Ховрин не стал утешать. Сел рядом, положил Оськину голову себе на колени, стал гладить волосы. Оська глотнул слезы и прошептал:

– Я только не понимаю: почему он меня сразу не кинул за борт. Со скобой на шее… Меньше возни было бы.

– Наверно, рассчитал: если откроется, его не смогут обвинить в убийстве. “Я, – скажет, – просто привязал мальчика к контейнеру, чтобы шума не было…” Всех убеждал бы в этом… а может, и себя…

– Ховрин, а вот такие, как он… они люди?

– Увы. Как ни странно, да… Только другой породы… Хорошо, что он не успел выстрелить. Мог бы и попасть. Что я сказал бы тогда твоим родителям?.. Господи, а что я скажу им теперь?

– Ничего. Прокатились на яхте… Я маленько ободрался, зацепился за трос.

– Сегодня – ничего. Завтра – ничего. А потом все станет известно. Я же не могу не дать материал в газету. А тебе, наверно, придется давать показания, ты один из главных участников… Мама и отец после этого не подпустят тебя ко мне на полмили…

– Ховрин, ты же ни при чем! Я сам полез на “Согласие”… Можешь даже отлупить меня за это линейкой!

– Спасибо за разрешение.

– Ховрин… а с мамой Норика и с другими теперь что будет? Их… куда?
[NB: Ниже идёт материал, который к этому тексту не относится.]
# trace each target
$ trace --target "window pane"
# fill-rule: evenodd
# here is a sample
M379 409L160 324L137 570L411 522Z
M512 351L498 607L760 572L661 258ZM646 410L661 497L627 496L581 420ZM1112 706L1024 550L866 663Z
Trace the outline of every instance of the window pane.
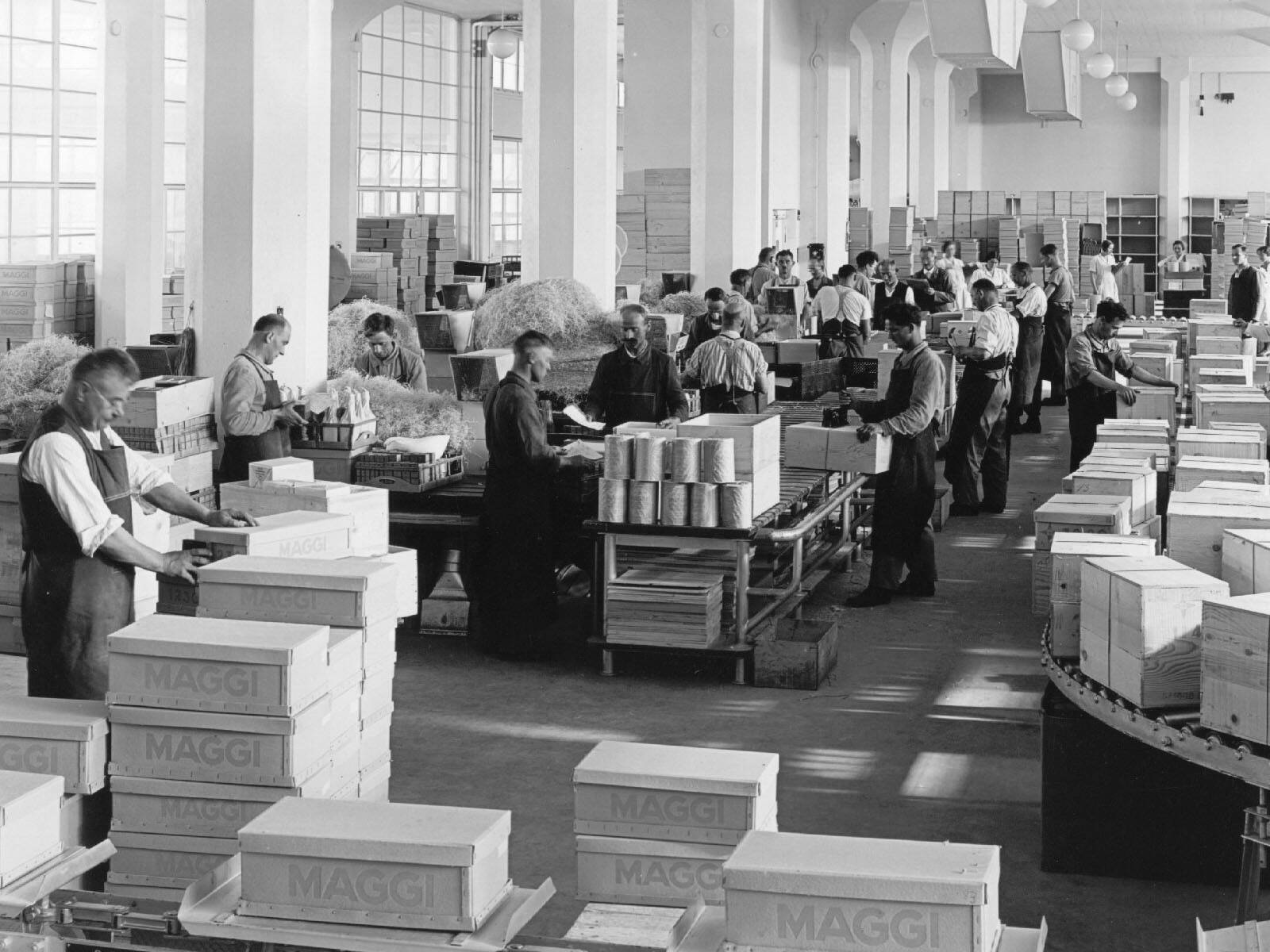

– Сперва, наверно, поселят на погранбазе. А там будет видно…

– Их не выдадут?

– Едва ли. После истории с контейнером наше правительство не захочет выглядеть пособником убийц…

– А когда Норик сможет увидеть маму?.. Ховрин, ты чего молчишь?

– Ось…

– Что?!

– Не вскакивай… Я сразу хотел сказать, да не решался…

– Что?! Они убили ее?!

– Нет, что ты! Но ее и еще двух женщин не оказалось среди арестованных.

– А где они?!

– Те, кто был в контейнере, сказали, что этих троих отделили еще при посадке. Увели куда-то…

Вот так… Минуту назад была в Оське усталая радость победителя, и разом – нет ее! Только боль в затылке и ободранных ладонях. Только опять гадкий запах во рту. Только…

– Оська! Только не вздумай снова слезы пускать!

“Слезы, не слезы – какая разница? Это ничего не изменит. Ни-че-го…”

Между кокпитом и бортом была неширокая полоса палубы. Оська лег на нее грудью. Свесил руки и голову. Внизу, в метре от палубы, бежала назад бурливая вода. Зыбь по-прежнему подымала и опускала “Маринку”, только быстрее, чем ночью – потому что шла навстречу. Потом сделали поворот, и ветер опять стал почти попутным. Вода была зеленой и прозрачной, потому что совсем рассвело. Открылся Город. Из-за него выплывало золотое солнце.

Каким праздничным, каким победным был бы этот рассвет, если бы…

А теперь что? Теперь еще хуже, чем прежде. Раньше хоть было точно известно – везут в Цемесск. А теперь где искать ее, маму Норика? После того, что случилось, упрячут неизвестно куда.